Diffusione e localizzazione geografica
Lo Shintoismo è praticato quasi esclusivamente in Giappone. È molto difficile stimare il numero complessivo degli shintoisti in quanto si può essere shintoisti e, contemporaneamente, aderire al Buddhismo. Secondo alcune fonti vi sono circa 100 milioni di giapponesi che praticano una combinazione di Shintoismo e Buddhismo.

Cenni storici
Lo Shintoismo è la religione autoctona del Giappone e non ha fondatore. In origine, lo Shintoismo era il frutto della mescolanza di riti, miti, credenze, tecniche divinatorie, usi e costumi profondamente radicati nella vita quotidiana del popolo giapponese. Dapprima tale complesso di pratiche e di credenze non portava nessun nome, e soltanto con l'avvento del Buddhismo in Giappone (nel VI secolo) venne a essere distinto con il nome di shinto (che significa "via degli dei").

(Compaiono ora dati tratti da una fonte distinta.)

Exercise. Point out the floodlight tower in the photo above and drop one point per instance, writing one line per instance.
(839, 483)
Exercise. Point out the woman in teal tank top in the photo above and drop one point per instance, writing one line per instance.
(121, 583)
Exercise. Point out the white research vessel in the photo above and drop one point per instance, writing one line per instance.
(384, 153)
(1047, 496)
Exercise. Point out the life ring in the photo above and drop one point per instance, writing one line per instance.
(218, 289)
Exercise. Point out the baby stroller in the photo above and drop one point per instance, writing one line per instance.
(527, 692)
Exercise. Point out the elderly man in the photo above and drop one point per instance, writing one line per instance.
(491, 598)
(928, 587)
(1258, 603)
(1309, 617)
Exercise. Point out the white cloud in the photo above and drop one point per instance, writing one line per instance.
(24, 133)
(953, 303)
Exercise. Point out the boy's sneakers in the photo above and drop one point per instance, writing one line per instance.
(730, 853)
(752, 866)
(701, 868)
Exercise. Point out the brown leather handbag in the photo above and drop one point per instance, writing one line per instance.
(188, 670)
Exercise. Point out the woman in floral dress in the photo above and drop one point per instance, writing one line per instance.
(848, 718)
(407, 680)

Dal VI all'VIII secolo lo Shintoismo e il Buddhismo ceosistettero pacificamente in Giappone, ma poi lo stato di simbiosi si tramutò addirittura in fusione. Nel XII secolo, lo Shintoismo si combinò anche con il Confucianesimo. Separato dagli altri culti a scopo politico, nel 1868 lo Shintoismo divenne praticamente la religione di Stato.

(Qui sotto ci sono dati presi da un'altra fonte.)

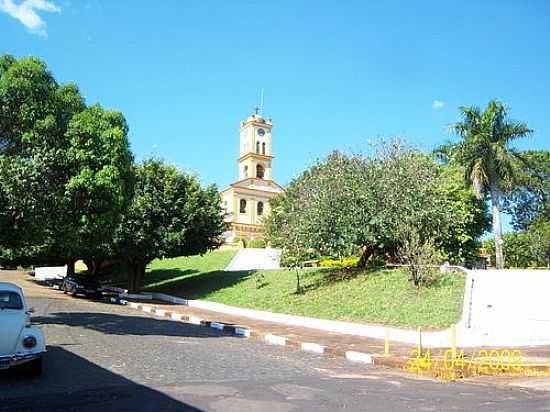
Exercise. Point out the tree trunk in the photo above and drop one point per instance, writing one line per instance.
(367, 253)
(70, 267)
(136, 273)
(497, 226)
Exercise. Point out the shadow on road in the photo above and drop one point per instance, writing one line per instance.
(71, 383)
(115, 324)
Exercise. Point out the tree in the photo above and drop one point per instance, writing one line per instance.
(486, 156)
(65, 169)
(349, 203)
(528, 199)
(170, 215)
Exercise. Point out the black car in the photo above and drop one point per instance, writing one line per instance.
(82, 285)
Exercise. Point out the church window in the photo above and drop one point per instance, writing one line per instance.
(259, 171)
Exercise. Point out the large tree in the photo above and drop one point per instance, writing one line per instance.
(528, 199)
(170, 215)
(65, 169)
(346, 203)
(486, 155)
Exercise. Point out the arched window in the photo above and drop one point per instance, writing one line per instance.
(259, 171)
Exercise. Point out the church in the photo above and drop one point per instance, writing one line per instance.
(247, 201)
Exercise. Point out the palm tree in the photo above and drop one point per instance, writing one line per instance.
(486, 156)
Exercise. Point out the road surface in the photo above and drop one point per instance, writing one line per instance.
(111, 358)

Nel Giappone contemporaneo non gode più di tale posizione privilegiata, in quanto l'attuale Costituzione garantisce a tutti i giapponesi l'assoluta libertà religiosa.

Testi sacri
Sebbene lo Shintoismo non abbia dei veri e propri testi sacri, vi sono alcuni libri che raccolgono i miti e le tradizioni religiose del popolo giapponese: tra questi, i principali sono il Kojiki ("Memorie degli avvenimenti dell'antichità"), e il Nihon shoki ("Annali del Giappone"), scritti nell'VIII secolo, in cui si trova la storia del Giappone dalla sua creazione - per opera della coppia divina, Izanagi (maschio) e Izanami (femmina) - all'anno 697.

Princìpi fondamentali
La filosofia di vita shintoista ruota intorno all'idea che vi sia un'armonia profonda tra gli esseri umani, la natura, e le numerose divinità che popolano l'universo.

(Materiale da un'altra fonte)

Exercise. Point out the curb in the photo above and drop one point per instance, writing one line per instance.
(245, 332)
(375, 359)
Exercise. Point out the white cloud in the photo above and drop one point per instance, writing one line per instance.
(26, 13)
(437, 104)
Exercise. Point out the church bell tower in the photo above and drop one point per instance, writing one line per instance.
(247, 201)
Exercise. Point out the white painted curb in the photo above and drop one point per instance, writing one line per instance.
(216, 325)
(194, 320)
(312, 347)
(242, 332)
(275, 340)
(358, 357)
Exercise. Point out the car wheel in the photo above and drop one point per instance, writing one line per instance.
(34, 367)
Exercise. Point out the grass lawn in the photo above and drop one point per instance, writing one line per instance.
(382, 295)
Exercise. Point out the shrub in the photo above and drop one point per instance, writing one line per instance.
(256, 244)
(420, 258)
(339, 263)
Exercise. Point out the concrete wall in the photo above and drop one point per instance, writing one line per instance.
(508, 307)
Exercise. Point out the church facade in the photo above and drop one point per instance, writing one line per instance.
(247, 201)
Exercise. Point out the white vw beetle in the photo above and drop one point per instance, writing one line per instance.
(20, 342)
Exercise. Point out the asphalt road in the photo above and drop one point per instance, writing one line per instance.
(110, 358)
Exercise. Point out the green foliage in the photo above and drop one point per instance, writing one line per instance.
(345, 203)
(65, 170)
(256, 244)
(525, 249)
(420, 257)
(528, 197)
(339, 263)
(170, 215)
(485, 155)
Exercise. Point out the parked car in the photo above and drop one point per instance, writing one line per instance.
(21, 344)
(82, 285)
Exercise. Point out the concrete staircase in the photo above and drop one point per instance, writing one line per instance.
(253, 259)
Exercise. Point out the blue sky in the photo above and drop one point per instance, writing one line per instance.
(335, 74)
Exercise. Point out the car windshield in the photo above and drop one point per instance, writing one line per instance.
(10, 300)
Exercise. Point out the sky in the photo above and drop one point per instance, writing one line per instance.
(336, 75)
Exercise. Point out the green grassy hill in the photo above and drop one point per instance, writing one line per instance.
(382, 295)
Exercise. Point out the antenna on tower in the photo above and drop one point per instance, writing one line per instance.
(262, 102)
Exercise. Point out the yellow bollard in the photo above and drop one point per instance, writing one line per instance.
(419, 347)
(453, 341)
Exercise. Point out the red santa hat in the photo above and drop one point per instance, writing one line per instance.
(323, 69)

Gli esseri divini si chiamano kami, sono generalmente benigni e proteggono coloro che si rivolgono a essi. I kami si identificano con numerosi oggetti naturali (montagne, ruscelli, animali, alberi, ecc.), con alcuni personaggi mitici o storici e con gli antentati.
Secondo la mitologia shintoista del Kojiki e del Nihon shoki, la famiglia imperiale (il cui primo imperatore è ritenuto Jimmu Tenno) discende direttamente dalla dea del sole Amaterasu, considerata come capostipite.

Rapporti con le altre religioni
Lo Shintoismo convive facilmente con le altre religioni e, difatti, molti shintoisti sono contemporaneamente devoti al Buddhismo. Si tratta di una religione che non incoraggia il proselitismo poiché è considerata inadatta ai popoli non giapponesi.